Ma perché rivolgersi a una IA o, meglio ancora, a un essere umano, magari con competenze specifiche.

Qui la risposta la si trova nelle caratteristiche stesse della Gen Z. Una generazione che soffre prima di tutto lo stress di situazioni in cui viene messa sotto giudizio. Invece l’IA fa esattamente il contrario, cioè non giudica. Nella vita giudicano gli amici, il partner, i genitori non ne parliamo e migliaia di altri soggetti o istituzioni. L’IA no.

In secondo luogo la Gen Z odia i conflitti, e sa, spesso lo ha visto nei genitori, che i rapporti di coppia sono il luogo privilegiato dei conflitti. Con l’IA, almeno fino a oggi, è impossibile avere conflitti. Si possono aprire delle diatribe, ma queste diatribe resteranno sempre a un livello civile accettabile. La IA non sarà mai quella che alzerà il livello della discussione, e scusate se è poco.

In realtà secondo molti esperti questo scegliere l’IA come partner è anche frutto della crescente solitudine della Gen Z, una solitudine forte anche nei luoghi affollati, a volte anche fra amici. L’IA aiuterebbe a superare questa solitudine.

Peccato che però una relazione affettiva con l’IA non possa che accrescere l’isolamento.
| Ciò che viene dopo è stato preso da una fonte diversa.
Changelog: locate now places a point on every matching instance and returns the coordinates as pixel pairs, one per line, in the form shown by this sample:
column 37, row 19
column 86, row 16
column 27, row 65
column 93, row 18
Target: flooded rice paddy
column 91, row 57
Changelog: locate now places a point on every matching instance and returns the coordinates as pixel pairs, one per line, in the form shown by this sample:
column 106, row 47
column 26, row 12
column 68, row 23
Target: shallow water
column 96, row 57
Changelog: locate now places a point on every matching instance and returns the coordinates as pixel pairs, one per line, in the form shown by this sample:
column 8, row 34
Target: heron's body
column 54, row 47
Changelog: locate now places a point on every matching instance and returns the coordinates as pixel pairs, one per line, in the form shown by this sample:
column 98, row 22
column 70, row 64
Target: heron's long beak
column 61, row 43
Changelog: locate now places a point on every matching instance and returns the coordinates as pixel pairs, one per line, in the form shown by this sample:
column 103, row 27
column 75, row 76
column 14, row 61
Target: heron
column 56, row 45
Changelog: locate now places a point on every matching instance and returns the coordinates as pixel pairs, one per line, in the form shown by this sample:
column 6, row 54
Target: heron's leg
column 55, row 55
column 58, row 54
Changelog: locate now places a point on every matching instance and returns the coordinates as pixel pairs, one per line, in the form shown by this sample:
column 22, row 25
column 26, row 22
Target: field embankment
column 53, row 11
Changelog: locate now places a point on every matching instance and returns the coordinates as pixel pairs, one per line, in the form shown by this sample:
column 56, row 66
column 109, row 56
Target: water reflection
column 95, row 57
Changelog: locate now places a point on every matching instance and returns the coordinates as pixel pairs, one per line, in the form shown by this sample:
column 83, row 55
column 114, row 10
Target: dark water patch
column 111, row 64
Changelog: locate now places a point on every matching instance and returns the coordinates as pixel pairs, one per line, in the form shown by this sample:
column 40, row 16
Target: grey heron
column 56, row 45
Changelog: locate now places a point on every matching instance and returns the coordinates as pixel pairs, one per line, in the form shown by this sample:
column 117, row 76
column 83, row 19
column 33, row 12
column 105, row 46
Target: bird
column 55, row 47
E di conseguenza la solitudine, costruendo un cerchio magico dal quale sarà difficile uscire.

Inoltre, essendo un partner passivo, l’IA non ha nulla da proporre, non è un elemento di crescita in una relazione. Certo, conosce tutto lo scibile, per permettere di utilizzarlo, deve essere interrogata. Da sola, non si muove.

Comunque mentre il dibattito cresce, i più disponibili hanno già cominciato a delineare gli scenari possibili nel caso quello che al momento è solo una ipotesi si trasformi in realtà.

Fra questi scenari, i più interessanti sono quelli di carattere etico e sull’impatto sulle norme sociali.

Per l’impatto etico, ci si domanda sulla possibilità di dare il consenso (può una IA accettare una proposta di matrimonio), sulla gestione della privacy della parte umana della coppiane sulla possibilità che l’IA sia manipolatrice, visto che è pensata per mantenere l’engagement.

Per l’impatto sulle norme sociali, ci sarebbe da rivedere, molto probabilmente, la legislazione in materia di diritto di famiglia, comprese le norme sui diritti ereditari.

In attesa che le cose si chiariscano, voi che cosa ne pensate? Non è che vi state dicendo che le IA non giudicano, non litigano, ti dicono sempre di sì, quasi quasi.